数人おかしな言動をした従業員が居たらダメな会社だって見方って、マナーが悪いヤツを数人見たから某国の観光客は全員駄目みたいな見方とさしてかわらん。— にしむら 9月3日から河南省 (@Nishimuraumiush) 2016年10月12日
まず、現場の判断ミスは前提にします。その上で、その現場の判断ミスに対して企業全体がどのように責任を負うべきか。
「現場と会社は一体ではない」というのは甘い議論ですが、「マナーが悪いやつが数人いたら某国は全部ダメ」ってのが荒っぽいのと同様に、「現場ダメなら会社駄目」を決めつけるのも荒っぽい議論です。
以下細かい議論として、折りたたみます。
まず、組織の一員が誰かに明確な金銭損害を与えるようなミスを起こした場合、その損害について責任を負うのはまず最初に組織です。ミスを起こした個人と組織の間での責任の分担は内輪で考えてもらえばよくて、外向きから見たら組織が対応すべきこと。ただ、今回の件ではほぼ関係ありません。
現場の判断ミス、特に今回のような反倫理的なミスについて、組織が現場の判断に寄り添うのか、寄り添わないのかを明らかにすることが重要です。
組織として現場の判断を切り捨てることは十分にできて、その場合「現場の人間がミスを犯した。組織としてこの判断は是認しない」と言い切れば、組織の負うべき責任は教育の失敗*1(=現場のミスを引き起こした)と業態によっては現場管理の失敗(=現場のミスを止められなかった)に局限できます。今回は現場の人間が直接末端のお客様とふれあう部分の問題なので、管理の失敗はほぼ考える余地がないでしょう(失敗しなくても同じことが起きる)。組織の責任は「組織を潰す」ことによって購うのではなく、教育を徹底することで未来に向けて再発防止ができるはずです。
それができない場合、組織は現場の判断に寄り添ったと考えることができます。そうなった場合、「そもそも組織が差別を是とした」話になるので、それこそ「ダメな組織だから、中の人間がダメな行動を起こした」という単純な構図になります。
というわけで、この手の問題は会社が早急にアクション、特に立場を表明することが重要じゃないかな?と思います。
かつての中国反日デモ問題で、ユニクロとアウディの中国現地従業員が反日行動を起こしたのを覚えていますでしょうか?
ユニクロは、「こういうことは会社として不適切」と認めました。アウディは「会社は政治に関わらない」と表明しました。

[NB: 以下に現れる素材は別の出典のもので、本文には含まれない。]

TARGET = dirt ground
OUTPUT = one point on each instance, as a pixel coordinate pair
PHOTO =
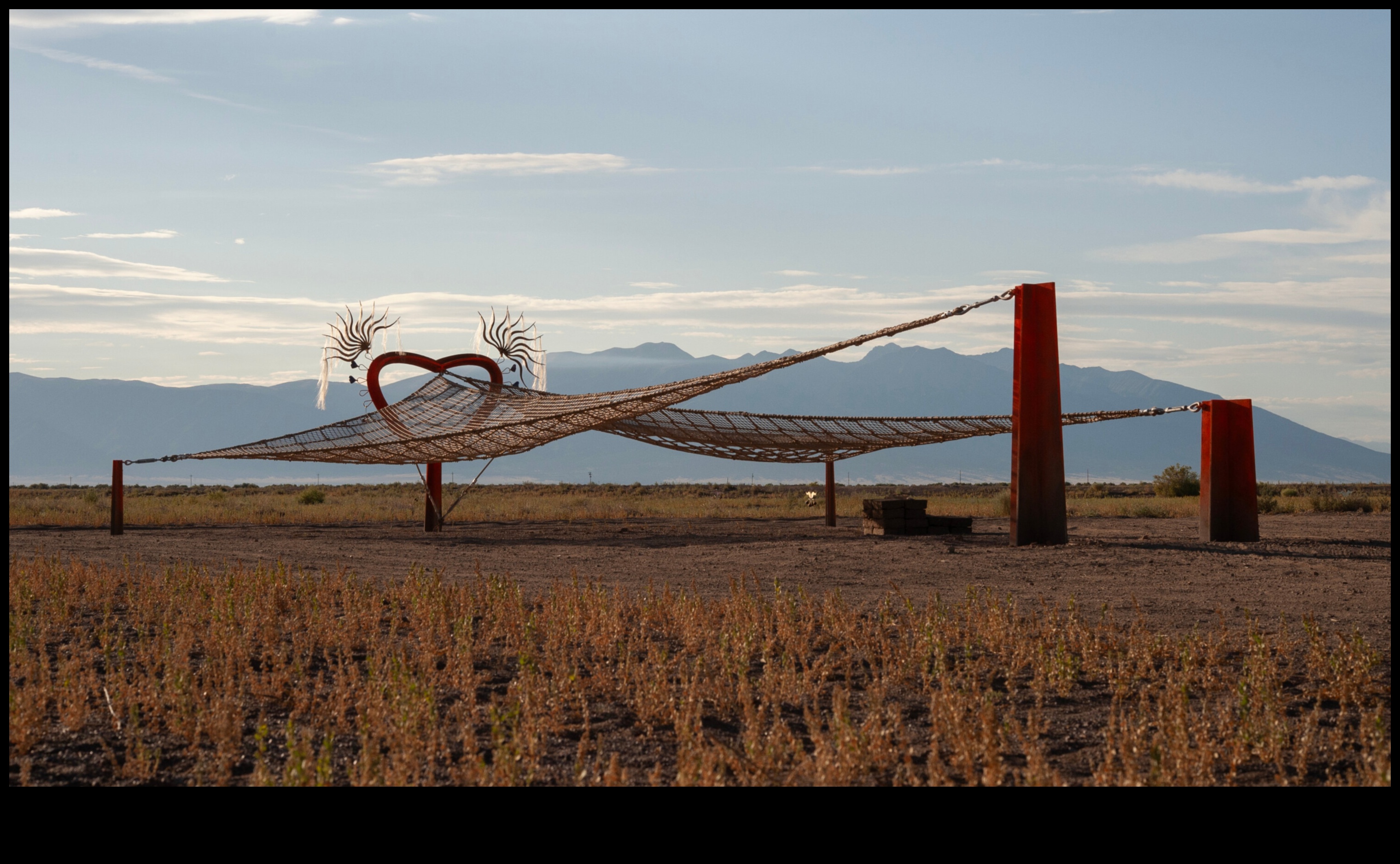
(1335, 566)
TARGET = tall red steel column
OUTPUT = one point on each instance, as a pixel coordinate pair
(433, 499)
(1230, 504)
(118, 500)
(1038, 513)
(831, 493)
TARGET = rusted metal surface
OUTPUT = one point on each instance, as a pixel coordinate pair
(1230, 504)
(1038, 509)
(433, 495)
(831, 493)
(118, 499)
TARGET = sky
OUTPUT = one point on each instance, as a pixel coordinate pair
(195, 194)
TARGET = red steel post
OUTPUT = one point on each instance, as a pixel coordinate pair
(118, 503)
(433, 506)
(831, 493)
(1230, 504)
(1038, 511)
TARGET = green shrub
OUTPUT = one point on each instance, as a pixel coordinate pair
(1177, 482)
(1330, 502)
(1149, 511)
(1004, 503)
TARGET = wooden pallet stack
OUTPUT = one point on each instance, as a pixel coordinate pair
(889, 517)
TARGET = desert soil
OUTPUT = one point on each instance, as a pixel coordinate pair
(1335, 566)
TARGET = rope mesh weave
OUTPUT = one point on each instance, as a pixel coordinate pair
(797, 439)
(454, 419)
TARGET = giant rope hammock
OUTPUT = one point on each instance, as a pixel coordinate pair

前者の表明はとても良い表明です。現場の不適切な判断を切り捨て、トップはマトモであることの証明でした。
一方、後者の表明は(おそらく意図としてはアウディとしてこういう表明をすることはない、ということだったのでしょうが)「現場がやったことを良いとも悪いとも認めない」という意図に受け取れるものです。既にそこに政治がある以上、アウディがこの手のホロコースト宣言を否定するのはストレートに政治です。政治に関わらないということは、ホロコースト宣言を否定しないということになります。
結論として、生まれたコラがこちら。
このエピソードからも、迅速かつ適切な表明の大切さが分かります。
*1:そもそも現場の人間に致命的な素養の欠陥があると、十分な教育がなされていてもこの手の話は止められないので、その場合は責任は「現場の判断を切り捨てる」行動までで果たせるのかな?